IEEE Trans Biomed Eng. 2018 Mar;65(3):502-510. doi: 10.1109/TBME.2017.2700086. Epub 2017 May 2.
Key issues in the epilepsy seizure prediction research are (1) the reproducibility of results (2) the inability to compare multiple approaches directly. To overcome these problems, the seizure prediction challenge was organized on Kaggle.com. It aimed at establishing benchmarks on a dataset with predefined train, validation, and test sets. Our main objective is to analyze the competition format, and to propose improvements, which would facilitate a better comparison of algorithms. The second objective is to present a novel deep learning approach to seizure prediction and compare it to other commonly used methods using patient centered metrics.
We used the competition's datasets to illustrate the effects of data contamination. Having better data partitions, we compared three types of models in terms of different objectives.
We found that correct selection of test samples is crucial when evaluating the performance of seizure forecasting models. Moreover, we showed that models, which achieve state-of-the-art performance with respect to commonly used AUC, sensitivity, and specificity metrics, may not yet be suitable for practical usage because of low precision scores.
Correlation between validation and test datasets used in the competition limited its scientific value.
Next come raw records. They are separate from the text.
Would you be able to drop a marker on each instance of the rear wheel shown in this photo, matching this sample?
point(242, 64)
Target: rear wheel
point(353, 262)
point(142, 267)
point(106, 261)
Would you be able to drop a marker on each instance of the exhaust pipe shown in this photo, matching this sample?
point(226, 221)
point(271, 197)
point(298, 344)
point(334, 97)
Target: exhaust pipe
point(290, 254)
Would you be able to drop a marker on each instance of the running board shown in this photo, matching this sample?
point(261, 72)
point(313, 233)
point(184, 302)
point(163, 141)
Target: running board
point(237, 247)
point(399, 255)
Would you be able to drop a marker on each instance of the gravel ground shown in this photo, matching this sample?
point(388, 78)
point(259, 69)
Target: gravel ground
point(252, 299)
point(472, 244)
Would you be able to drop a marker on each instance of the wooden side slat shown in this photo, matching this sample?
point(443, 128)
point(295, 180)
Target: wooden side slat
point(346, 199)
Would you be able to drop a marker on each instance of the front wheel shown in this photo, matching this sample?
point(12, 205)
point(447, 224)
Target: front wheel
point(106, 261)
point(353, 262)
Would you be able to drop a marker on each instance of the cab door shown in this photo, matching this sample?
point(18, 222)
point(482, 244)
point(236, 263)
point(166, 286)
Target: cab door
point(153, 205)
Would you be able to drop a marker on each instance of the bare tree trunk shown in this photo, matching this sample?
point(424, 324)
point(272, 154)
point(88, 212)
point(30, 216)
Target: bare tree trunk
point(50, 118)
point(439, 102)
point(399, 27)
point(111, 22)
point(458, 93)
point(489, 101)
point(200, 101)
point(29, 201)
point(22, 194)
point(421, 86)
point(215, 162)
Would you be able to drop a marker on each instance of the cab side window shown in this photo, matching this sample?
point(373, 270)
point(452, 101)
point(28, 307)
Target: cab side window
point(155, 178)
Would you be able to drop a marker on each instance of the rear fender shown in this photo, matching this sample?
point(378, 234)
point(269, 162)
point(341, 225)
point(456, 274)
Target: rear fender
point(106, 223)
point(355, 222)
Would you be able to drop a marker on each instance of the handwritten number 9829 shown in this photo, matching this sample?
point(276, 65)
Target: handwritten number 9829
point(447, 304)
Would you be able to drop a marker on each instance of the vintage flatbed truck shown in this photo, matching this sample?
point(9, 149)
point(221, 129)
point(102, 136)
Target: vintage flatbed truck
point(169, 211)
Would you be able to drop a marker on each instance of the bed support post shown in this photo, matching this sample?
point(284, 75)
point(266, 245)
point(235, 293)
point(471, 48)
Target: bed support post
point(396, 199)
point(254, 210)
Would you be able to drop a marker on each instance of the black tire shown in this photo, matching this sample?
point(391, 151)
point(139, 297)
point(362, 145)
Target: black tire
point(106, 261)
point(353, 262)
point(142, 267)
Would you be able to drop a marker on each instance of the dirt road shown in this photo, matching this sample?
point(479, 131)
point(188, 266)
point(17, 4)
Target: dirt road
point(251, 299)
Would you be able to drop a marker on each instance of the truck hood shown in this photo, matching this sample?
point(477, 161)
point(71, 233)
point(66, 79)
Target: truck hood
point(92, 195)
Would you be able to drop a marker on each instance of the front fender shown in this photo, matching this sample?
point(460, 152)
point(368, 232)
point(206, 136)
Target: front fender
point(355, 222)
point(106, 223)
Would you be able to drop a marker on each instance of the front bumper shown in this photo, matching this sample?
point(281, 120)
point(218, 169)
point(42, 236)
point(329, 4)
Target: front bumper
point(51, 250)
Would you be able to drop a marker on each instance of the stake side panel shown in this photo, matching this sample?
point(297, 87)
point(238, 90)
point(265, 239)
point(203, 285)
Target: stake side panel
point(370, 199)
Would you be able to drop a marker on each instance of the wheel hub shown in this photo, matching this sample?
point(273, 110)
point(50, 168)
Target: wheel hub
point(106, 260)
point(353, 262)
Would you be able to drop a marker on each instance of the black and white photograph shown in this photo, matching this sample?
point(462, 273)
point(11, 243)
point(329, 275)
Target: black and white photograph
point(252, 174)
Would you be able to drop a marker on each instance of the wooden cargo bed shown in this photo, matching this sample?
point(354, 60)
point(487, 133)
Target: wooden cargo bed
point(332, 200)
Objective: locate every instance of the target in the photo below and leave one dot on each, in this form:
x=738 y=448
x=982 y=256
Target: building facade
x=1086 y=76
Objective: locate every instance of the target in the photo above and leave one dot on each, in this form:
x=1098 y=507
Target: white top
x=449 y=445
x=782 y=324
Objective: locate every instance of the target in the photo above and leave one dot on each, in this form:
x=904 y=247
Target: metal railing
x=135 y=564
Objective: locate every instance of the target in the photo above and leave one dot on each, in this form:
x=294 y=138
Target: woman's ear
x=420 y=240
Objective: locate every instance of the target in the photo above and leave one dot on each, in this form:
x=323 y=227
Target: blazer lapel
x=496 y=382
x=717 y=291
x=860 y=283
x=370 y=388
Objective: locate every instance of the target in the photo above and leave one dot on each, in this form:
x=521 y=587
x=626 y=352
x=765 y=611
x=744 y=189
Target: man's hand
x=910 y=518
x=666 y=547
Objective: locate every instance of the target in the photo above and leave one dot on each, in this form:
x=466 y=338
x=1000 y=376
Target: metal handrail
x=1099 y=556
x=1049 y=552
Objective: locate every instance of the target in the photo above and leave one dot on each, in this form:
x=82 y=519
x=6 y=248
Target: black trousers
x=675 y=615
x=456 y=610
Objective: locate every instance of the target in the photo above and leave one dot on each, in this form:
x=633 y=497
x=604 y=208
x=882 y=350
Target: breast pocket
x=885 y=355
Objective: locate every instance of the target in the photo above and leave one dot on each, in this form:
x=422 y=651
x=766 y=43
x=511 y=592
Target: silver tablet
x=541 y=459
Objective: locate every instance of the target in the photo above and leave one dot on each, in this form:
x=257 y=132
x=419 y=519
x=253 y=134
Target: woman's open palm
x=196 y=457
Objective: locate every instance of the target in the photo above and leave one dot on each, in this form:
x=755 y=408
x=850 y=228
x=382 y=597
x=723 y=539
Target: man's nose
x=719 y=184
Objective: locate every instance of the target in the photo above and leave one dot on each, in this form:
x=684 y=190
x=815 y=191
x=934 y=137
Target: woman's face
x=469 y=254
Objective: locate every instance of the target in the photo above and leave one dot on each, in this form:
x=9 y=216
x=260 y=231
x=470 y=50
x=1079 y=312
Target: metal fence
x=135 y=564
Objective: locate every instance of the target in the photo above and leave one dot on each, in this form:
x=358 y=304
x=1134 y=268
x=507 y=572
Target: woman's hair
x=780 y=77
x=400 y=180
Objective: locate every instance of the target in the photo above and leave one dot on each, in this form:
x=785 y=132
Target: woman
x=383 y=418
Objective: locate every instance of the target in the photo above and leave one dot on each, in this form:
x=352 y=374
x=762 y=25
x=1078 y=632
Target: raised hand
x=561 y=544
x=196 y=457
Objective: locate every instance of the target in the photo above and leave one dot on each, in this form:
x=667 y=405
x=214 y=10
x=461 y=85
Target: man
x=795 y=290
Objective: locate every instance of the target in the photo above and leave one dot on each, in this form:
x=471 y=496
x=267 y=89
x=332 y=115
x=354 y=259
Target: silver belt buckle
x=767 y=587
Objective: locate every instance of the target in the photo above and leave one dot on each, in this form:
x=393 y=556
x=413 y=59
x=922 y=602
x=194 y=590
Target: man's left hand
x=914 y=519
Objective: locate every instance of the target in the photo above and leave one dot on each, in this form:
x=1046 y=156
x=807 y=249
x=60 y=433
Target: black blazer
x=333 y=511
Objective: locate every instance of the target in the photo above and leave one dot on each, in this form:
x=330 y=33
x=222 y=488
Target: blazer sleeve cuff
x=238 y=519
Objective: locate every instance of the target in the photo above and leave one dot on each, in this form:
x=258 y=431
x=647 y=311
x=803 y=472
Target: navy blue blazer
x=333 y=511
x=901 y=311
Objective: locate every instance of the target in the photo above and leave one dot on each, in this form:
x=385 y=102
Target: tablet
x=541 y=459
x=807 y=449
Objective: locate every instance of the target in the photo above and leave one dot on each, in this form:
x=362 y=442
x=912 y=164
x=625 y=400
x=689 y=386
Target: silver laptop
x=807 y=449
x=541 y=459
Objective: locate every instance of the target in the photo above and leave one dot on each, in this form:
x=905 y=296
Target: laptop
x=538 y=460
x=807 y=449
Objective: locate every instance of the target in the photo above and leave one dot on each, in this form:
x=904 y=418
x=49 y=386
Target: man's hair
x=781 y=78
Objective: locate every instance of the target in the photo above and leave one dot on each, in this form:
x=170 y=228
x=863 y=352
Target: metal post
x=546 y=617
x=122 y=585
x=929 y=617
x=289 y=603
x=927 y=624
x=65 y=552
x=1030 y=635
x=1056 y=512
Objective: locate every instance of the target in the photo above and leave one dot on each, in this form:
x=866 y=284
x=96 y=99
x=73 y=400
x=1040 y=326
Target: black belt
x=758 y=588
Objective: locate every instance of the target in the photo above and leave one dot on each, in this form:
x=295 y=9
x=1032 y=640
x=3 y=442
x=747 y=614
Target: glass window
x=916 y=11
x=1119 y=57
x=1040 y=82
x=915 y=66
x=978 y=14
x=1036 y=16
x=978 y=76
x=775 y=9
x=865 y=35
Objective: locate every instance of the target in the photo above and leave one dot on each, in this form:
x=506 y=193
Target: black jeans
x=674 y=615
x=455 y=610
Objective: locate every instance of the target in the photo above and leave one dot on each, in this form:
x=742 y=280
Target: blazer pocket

Our findings provide guidelines which allow for a more objective evaluation of seizure prediction models.
癫痫发作预测研究中的关键问题是(1)结果的可重复性(2)无法直接比较多种方法。为了克服这些问题,Kaggle.com 组织了癫痫发作预测挑战赛。它旨在建立具有预定义训练、验证和测试集的数据集上的基准。我们的主要目标是分析竞争格式,并提出改进建议,这将有助于更好地比较算法。第二个目标是提出一种新的深度学习方法来进行癫痫发作预测,并使用以患者为中心的指标与其他常用方法进行比较。
我们使用竞赛数据集来说明数据污染的影响。通过更好的数据分区,我们根据不同的目标比较了三种类型的模型。
我们发现,在评估癫痫预测模型的性能时,正确选择测试样本是至关重要的。此外,我们还表明,在常用 AUC、敏感性和特异性指标方面表现出色的模型,由于精度得分较低,可能还不适合实际使用。
竞赛中使用的验证数据集和测试数据集之间的相关性限制了其科学价值。
我们的研究结果为癫痫预测模型的更客观评估提供了指导。